In DataWorks, a Workflow helps you organize data development tasks from a business perspective. You can create an auto triggered workflow for tasks that require periodic scheduling or a Manually Triggered Workflows for on-demand tasks. This topic describes how to create, design, commit, and view workflows, and how to modify or delete nodes in bulk.
Background
A workspace can support multiple types of compute engines and contain multiple workflows. A workflow is a collection of various objects, including nodes for different engines such as Data Integration, MaxCompute, Hologres, and E-MapReduce (EMR). Examples include MaxCompute SQL nodes and MaxCompute table nodes.
Each object type has its own folder, and you can create subfolders within them. To ensure manageability, we recommend a subfolder depth of no more than four levels. If your structure exceeds this, consider splitting the workflow into two or more smaller workflows. You can then group these related workflows into a solution to improve efficiency.
Auto triggered and manually triggered workflows
DataWorks provides two types of workflows: auto triggered workflow and Manually Triggered Workflows. These types cater to periodic and on-demand execution scenarios. You can develop tasks for both workflow types in DataStudio and then commit them to Operation Center to run in the production environment. The following table compares the two types.
Comparison item | Auto triggered workflow | Manually triggered workflow |
Use cases | For tasks that run automatically on a recurring schedule. | For tasks that are triggered manually on demand. |
Execution method | Runs automatically on a schedule. | Triggered manually. |
Key configuration points for task development | You must configure periodic scheduling parameters, such as the scheduled time and node dependencies. | Because tasks are triggered manually, you do not need to configure scheduling-related parameters, such as parent node dependencies, node outputs, or scheduled run times. Note Except for these scheduling parameters, the configuration is identical to that of an auto triggered workflow. The task development examples in this topic are based on an auto triggered workflow. The configuration steps for shared parameters are the same for both workflow types. |
How to create | In the left-side navigation pane, click DataStudio. On the DataStudio page, click + New in the upper-right corner and select New Workflow from the drop-down list. | In the left-side navigation pane, select Manually Triggered Workflow. Click + New in the upper-right corner and select New Workflow from the drop-down list. |
If you cannot find the corresponding entry point in the left-side navigation pane, see Customize module display in DataStudio to configure the modules displayed in DataStudio.

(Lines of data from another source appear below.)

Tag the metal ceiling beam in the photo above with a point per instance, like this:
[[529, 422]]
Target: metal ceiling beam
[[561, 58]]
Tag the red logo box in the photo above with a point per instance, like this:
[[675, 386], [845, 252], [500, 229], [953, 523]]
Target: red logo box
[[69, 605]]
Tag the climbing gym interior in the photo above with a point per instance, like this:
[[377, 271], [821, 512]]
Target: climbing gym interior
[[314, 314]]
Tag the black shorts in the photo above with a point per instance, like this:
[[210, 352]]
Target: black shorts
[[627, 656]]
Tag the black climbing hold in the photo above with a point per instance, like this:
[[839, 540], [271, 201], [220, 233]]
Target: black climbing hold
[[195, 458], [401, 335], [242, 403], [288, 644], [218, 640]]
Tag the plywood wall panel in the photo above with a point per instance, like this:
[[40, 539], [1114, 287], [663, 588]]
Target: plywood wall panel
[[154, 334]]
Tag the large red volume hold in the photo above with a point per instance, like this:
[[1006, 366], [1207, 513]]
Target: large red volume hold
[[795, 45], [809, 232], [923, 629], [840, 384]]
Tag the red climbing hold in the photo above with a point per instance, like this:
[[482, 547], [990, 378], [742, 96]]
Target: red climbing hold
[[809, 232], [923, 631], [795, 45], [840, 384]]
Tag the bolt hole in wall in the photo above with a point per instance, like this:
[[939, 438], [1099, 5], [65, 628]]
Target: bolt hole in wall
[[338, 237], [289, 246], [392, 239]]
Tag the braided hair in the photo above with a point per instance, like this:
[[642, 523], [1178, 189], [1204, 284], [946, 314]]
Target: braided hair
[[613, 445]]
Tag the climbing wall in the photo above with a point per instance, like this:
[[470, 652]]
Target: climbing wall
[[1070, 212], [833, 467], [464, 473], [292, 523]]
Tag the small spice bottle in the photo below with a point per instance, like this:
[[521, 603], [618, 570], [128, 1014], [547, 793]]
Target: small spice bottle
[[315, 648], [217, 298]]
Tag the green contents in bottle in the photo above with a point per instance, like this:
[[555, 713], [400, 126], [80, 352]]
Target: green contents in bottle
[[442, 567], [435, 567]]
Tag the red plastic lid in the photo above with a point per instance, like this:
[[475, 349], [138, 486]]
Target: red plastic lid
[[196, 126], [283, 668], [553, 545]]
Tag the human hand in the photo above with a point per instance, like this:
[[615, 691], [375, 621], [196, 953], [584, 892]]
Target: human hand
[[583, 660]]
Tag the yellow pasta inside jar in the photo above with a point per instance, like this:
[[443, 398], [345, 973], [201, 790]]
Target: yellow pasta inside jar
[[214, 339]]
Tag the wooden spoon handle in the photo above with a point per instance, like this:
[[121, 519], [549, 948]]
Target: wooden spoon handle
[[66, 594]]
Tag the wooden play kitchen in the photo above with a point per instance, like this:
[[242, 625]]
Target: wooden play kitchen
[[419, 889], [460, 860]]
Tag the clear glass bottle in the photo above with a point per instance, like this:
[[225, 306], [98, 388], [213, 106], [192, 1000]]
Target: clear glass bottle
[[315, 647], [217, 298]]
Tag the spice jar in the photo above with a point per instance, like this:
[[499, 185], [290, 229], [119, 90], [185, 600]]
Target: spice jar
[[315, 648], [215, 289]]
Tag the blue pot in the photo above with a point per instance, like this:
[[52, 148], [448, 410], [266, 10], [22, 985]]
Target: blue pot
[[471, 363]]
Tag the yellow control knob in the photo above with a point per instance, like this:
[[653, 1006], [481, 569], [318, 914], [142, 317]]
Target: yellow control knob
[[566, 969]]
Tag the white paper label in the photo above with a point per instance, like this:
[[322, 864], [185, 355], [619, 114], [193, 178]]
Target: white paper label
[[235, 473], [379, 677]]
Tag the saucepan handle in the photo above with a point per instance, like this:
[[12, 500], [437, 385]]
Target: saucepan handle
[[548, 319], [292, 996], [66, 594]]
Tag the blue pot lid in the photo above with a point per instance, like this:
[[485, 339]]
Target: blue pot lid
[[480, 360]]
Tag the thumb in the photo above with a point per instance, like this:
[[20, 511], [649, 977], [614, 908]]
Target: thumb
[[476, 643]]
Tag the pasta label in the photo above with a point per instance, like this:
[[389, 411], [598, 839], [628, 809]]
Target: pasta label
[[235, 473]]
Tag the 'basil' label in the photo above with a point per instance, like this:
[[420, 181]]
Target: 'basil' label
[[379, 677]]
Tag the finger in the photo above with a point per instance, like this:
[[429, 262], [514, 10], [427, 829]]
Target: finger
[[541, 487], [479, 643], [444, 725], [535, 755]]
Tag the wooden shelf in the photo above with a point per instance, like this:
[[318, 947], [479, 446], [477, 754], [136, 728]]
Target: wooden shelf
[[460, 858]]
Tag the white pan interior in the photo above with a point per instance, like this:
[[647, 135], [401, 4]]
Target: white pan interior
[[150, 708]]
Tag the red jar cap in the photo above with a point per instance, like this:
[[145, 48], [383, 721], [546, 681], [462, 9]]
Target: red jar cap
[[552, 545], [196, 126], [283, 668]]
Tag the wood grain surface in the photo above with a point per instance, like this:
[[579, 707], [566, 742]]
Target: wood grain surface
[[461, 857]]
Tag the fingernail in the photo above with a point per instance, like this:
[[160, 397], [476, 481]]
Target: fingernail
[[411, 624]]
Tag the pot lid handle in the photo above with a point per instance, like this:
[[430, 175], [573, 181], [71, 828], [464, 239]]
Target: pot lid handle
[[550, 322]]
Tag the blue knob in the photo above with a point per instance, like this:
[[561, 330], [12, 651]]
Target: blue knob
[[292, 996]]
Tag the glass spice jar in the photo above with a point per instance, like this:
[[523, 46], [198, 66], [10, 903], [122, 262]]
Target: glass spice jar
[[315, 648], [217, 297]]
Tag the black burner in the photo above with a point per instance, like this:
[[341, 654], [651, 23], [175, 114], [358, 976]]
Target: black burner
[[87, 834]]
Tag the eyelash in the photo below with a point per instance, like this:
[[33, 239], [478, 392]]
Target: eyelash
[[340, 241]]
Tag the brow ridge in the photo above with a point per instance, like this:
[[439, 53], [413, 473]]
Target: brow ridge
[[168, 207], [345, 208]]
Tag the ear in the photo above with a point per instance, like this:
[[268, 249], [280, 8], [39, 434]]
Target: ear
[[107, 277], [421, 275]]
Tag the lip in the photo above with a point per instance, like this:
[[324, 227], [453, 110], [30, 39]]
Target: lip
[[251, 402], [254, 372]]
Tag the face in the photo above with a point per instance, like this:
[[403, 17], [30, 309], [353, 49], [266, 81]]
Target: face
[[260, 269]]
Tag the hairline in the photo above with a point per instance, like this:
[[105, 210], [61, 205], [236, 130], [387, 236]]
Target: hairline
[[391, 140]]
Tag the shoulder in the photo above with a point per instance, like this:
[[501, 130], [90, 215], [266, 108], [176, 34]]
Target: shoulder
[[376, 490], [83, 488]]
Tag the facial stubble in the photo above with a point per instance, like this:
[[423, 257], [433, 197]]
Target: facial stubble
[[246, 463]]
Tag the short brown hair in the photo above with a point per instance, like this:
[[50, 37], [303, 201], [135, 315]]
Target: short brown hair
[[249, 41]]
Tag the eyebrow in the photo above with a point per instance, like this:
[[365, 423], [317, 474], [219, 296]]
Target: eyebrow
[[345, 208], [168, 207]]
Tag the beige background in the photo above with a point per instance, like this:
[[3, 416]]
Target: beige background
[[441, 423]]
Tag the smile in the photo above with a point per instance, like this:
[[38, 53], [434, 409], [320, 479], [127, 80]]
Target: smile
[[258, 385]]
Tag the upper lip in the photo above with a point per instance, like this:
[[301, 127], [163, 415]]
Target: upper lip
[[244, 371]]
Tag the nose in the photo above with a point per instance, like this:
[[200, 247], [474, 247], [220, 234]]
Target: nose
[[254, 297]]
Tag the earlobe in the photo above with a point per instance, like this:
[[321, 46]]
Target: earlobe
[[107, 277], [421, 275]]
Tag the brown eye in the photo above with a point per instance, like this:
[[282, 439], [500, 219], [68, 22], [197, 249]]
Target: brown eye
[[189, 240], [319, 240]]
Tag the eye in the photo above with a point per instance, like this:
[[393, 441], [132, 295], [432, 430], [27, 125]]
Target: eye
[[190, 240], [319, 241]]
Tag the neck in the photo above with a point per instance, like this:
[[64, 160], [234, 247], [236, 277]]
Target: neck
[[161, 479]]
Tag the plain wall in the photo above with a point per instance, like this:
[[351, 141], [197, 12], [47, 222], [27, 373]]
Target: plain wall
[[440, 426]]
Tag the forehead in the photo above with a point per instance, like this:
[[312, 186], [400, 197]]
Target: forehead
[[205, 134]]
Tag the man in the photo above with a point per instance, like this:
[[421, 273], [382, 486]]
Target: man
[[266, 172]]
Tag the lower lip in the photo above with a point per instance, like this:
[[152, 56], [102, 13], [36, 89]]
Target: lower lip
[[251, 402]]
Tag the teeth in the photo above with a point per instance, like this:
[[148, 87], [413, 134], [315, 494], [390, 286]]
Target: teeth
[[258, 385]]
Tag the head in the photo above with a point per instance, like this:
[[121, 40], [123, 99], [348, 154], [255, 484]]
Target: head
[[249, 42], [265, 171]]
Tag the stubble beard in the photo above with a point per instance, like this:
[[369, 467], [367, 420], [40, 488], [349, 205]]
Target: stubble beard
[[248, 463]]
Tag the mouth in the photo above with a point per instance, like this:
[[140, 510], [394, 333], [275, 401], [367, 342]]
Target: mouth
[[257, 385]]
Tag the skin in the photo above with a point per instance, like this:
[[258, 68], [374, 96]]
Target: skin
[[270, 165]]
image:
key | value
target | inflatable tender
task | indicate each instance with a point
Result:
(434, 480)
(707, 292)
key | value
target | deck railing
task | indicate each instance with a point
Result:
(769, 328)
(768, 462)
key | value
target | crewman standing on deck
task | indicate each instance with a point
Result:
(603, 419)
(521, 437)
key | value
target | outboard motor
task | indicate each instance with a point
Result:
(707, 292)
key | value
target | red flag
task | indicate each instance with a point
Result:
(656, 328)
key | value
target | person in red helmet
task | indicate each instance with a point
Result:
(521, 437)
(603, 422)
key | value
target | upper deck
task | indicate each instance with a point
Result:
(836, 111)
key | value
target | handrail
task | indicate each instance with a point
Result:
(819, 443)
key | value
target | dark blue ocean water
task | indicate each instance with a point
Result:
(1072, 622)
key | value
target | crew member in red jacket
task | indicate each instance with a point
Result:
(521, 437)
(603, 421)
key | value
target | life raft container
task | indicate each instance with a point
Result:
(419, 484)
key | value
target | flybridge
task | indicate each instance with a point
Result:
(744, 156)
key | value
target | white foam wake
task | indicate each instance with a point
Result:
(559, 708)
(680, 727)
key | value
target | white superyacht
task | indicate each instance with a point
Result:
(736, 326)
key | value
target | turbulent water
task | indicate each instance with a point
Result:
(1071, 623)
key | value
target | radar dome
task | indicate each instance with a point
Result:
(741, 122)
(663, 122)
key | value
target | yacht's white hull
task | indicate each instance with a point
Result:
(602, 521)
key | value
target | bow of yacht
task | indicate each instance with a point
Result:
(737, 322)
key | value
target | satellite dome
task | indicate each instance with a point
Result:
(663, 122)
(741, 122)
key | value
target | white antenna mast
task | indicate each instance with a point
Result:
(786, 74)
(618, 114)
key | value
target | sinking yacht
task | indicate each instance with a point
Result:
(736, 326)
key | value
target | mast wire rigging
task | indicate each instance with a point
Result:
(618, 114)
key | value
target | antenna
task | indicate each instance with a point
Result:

Create an auto triggered workflow
In DataStudio, all development occurs within a workflow. Therefore, you must create a workflow before you can create a node. Before you create a workflow, you can refer to the Design a workflow section to plan a workflow that meets your business requirements. The following steps describe how to create an auto triggered workflow.
-
Go to the DataStudio page.
Log on to the DataWorks console. In the target region, click in the left-side navigation pane. Select a workspace from the drop-down list and click Go to Data Development.
Hover over the
icon and click Create Workflow.In the Create Workflow dialog box, enter a Workflow Name and Description.
Click Create.
After the workflow is created:
You can start developing tasks under the corresponding engine within the workflow. For general development guidelines, see Develop business logic.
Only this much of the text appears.